Jetzt wieder 100.000 Gratisbücher verteilt:
"weiter leben" erinnert an Nazi-Verbrechen

Ab sofort werden im Rahmen von "Eine Stadt. Ein Buch" wieder 100.000 Gratisbücher in ganz Wien verteilt. Die Wahl fiel diesmal auf Ruth Klügers Erinnerungsroman "weiter leben. Eine Jugend", in dem die geborene Wienerin ihre Kindheitserlebnisse im Konzentrationslager verarbeitet.

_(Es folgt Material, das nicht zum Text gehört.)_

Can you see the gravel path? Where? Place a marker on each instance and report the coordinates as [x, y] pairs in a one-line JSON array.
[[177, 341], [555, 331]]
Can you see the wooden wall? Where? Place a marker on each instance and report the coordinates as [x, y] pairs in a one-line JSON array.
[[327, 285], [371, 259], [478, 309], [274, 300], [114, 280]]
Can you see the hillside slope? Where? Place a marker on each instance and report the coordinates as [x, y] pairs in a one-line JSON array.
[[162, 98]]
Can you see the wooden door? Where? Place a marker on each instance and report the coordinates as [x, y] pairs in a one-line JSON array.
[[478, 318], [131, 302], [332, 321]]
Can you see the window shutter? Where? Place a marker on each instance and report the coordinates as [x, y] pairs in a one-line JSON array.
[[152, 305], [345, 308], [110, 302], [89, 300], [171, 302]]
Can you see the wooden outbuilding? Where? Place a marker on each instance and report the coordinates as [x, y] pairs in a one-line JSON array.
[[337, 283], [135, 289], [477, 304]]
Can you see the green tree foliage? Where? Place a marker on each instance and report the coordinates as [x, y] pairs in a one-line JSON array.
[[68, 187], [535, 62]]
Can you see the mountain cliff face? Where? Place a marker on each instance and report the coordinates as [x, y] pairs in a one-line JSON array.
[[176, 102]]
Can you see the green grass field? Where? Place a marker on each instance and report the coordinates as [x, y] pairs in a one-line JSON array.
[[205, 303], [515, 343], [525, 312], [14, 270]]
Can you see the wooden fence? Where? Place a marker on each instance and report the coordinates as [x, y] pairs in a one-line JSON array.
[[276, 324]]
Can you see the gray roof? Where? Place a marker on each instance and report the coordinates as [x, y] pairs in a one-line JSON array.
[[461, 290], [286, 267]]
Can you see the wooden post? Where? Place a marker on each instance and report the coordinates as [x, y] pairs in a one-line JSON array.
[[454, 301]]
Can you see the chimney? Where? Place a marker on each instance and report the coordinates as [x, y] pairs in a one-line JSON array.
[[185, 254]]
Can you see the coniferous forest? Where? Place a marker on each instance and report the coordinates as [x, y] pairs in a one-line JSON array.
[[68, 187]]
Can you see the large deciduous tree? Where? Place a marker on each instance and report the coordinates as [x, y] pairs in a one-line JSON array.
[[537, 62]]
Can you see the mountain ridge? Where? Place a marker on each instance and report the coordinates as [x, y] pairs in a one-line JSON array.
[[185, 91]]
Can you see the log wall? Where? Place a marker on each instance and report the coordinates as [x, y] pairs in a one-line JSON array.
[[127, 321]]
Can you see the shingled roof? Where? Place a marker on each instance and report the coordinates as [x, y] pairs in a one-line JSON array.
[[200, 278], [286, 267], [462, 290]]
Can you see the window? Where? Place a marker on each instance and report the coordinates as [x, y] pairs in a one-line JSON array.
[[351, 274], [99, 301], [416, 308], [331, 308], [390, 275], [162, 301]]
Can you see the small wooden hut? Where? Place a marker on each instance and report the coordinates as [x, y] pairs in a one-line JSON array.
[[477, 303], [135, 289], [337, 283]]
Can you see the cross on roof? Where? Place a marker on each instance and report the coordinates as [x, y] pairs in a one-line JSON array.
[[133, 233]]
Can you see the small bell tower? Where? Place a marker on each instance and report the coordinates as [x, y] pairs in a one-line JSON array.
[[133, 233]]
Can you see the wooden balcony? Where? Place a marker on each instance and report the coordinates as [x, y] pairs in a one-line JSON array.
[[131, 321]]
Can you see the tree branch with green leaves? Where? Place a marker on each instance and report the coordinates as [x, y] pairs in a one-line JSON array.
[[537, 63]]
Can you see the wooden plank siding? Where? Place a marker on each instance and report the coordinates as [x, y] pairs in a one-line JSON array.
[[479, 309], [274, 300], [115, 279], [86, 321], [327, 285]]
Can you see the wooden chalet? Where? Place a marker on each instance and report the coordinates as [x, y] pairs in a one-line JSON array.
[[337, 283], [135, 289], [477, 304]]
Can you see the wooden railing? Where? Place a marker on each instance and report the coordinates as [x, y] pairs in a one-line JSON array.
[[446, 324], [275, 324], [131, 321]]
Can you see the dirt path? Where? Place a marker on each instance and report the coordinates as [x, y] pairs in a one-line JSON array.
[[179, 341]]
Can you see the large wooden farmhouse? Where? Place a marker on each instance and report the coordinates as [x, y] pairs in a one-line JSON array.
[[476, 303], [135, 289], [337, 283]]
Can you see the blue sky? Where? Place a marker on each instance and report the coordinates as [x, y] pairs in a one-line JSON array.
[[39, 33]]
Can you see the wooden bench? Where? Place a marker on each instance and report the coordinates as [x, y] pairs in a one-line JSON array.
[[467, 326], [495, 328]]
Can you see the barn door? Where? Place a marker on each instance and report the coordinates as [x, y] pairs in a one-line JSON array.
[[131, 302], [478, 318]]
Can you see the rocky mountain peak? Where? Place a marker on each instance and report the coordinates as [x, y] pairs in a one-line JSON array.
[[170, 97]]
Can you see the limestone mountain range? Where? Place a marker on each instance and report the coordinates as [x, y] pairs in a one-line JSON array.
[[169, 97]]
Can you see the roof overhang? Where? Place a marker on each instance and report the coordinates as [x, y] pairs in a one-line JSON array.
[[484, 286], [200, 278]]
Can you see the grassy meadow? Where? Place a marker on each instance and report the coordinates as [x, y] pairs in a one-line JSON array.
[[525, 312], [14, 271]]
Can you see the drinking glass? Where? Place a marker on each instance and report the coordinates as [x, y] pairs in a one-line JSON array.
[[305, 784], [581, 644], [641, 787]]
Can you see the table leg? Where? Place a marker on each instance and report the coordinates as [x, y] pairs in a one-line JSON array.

Als "kein typisches Holocaust-Buch" stellte Bürgermeister Michael Häupl das Werk vor und eröffnete damit offiziell die Aktion. Die Autorin selbst wird Donnerstag Abend in der Fernwärme Wien zu Gast sein.

Kein leichtes Buch
"Obwohl das Buch gemäß der amerikanischen Literaturtradition in einer leicht zu lesenden Sprache geschrieben ist, ist es trotzdem kein leichtes Buch", so der Bürgermeister, der auch als Schirmherr der Aktion fungiert. "weiter leben" beschreibe nicht nur die Schrecken des Konzentrationslagers, sondern stelle darüber hinaus die spannende Frage, wie Außenstehende mit Menschen umgehen, die den Terror des NS-Regimes erlebt haben. Das unterscheide Klügers Roman von anderer Holocaust-Literatur.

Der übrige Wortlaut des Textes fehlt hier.